A RNN is a neural network which contains recurrent layers. A recurrent layer is a layer that can sequentially process a sequence of inputs. RNNs can take all sorts of sequences as inputs such as time series data or sentences. 
In the left picture you can see a simple RNN architecture with two recurrent layers and one dense layer, which serves as the output layer. You feed the network with a batch of sequences such as the windows from a time series and it outputs a batch of forecasts. The input shape is 3-dimensional: the first dimension represents the batch size, the second dimension represents the time steps and the third dimenion represents the dimensionality of the inputs at each time step (e.g. for univariate time series it would be 1).

A recurrent layer is composed of a single memory cell which is used repeatedly to compute the outputs. A memory cell is basically a small neural network. It can be a simple dense vanilla RNN cell or a complex memory cell such as LSTM or GRU (more information https://towardsdatascience.com/animated-rnn-lstm-and-gru-ef124d06cf45)

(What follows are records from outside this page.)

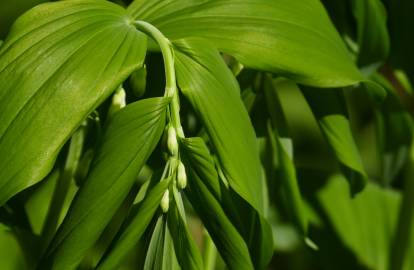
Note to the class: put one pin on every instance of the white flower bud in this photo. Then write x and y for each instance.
(165, 201)
(172, 143)
(181, 176)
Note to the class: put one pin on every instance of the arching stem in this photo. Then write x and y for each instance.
(170, 79)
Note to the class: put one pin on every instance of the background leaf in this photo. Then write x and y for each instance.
(214, 94)
(294, 39)
(366, 223)
(372, 33)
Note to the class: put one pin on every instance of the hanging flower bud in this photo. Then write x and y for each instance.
(165, 201)
(172, 143)
(181, 176)
(118, 101)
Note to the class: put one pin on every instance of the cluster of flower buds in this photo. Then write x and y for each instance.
(165, 201)
(180, 173)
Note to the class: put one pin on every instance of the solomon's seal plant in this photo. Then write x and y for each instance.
(208, 134)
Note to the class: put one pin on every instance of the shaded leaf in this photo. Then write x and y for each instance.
(330, 111)
(395, 132)
(130, 137)
(186, 250)
(372, 33)
(282, 149)
(214, 94)
(293, 38)
(135, 229)
(161, 253)
(58, 63)
(366, 223)
(202, 173)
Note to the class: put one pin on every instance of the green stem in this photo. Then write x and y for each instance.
(62, 186)
(170, 79)
(210, 253)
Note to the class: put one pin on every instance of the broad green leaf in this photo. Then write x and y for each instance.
(372, 33)
(9, 11)
(331, 113)
(293, 38)
(135, 229)
(185, 248)
(214, 94)
(129, 139)
(366, 223)
(202, 174)
(282, 149)
(58, 63)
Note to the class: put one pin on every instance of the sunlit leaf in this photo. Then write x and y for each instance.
(202, 174)
(214, 94)
(58, 63)
(292, 38)
(135, 229)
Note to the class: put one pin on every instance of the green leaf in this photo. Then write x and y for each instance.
(203, 197)
(135, 229)
(330, 111)
(293, 38)
(58, 63)
(366, 223)
(395, 132)
(401, 23)
(9, 11)
(186, 250)
(130, 138)
(282, 149)
(403, 242)
(373, 39)
(161, 253)
(214, 94)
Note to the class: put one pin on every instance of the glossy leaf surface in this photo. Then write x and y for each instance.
(130, 138)
(203, 175)
(331, 113)
(214, 94)
(58, 63)
(135, 229)
(293, 38)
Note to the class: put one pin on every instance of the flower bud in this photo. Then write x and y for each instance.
(181, 176)
(172, 143)
(165, 201)
(118, 101)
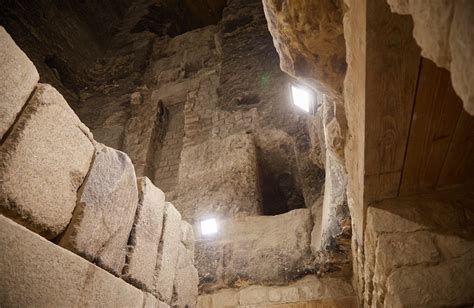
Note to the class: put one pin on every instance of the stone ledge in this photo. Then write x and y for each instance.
(38, 273)
(329, 291)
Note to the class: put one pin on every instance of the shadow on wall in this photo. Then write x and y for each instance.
(277, 175)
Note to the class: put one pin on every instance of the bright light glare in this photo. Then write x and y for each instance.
(208, 226)
(301, 98)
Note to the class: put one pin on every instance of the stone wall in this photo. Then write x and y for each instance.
(419, 251)
(306, 292)
(84, 197)
(233, 257)
(444, 31)
(309, 38)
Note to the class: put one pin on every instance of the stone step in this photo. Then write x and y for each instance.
(38, 273)
(307, 292)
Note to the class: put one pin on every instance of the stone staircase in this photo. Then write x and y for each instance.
(78, 228)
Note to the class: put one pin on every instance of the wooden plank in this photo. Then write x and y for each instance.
(458, 167)
(392, 67)
(436, 113)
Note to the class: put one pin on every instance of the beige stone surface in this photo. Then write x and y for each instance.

It's important to understand that a recurrent layer only contains a single cell. In the right image you can see multiple cells but it's actually the same cell that is reused multiple times by the layer. At each time step the memory cell takes the value of the input sequcence at that time step, starting with X0, X1... and then it produces the output for the current time step, starting with Y0, Y1...
The memory cell itself also produces another output at each time step called a state vector, or sometimes a context vector, starting with H0, H1...
As you can see this state vector is fed as an additional input to the memory cell at the next time step. This is actually why this is called a recurrent layer. Part of the output of the memory cell at one time step is fed back to itself at the next time step. The beauty of this architecture is that it can handle sequences of any length using a constant number of parameters.


### CNN
Convolutional Neural Networks are very successful in image processing tasks such as image classification. Recently they get more and more used in handling sequences.
In image processing we use 2D-Convolutional-Layers whereas in handling sequences we use 1D-Convolutional-layers. They work exactly the same except the windows slides only over one dimension, typically the time axis instead of two dimensions such as height and width of an image.
In the image below you can see a typical 1D-Convolutional-Layer with a filter (kernel) of size three. You can see how it is computed and activated by a ReLU function in the depicted equation.

A RNN Layer has some memory as explained above whereas a CNN has no memory at all. Each output takes only a small window into consideration (here 3 time steps).
This seems like a serious limitation, but once you stack multiple 1D-Convolutional-layers, the top layers end up indirectly seeing a large part of the input sequence. This means Convnets are able to capture also very long-term patterns.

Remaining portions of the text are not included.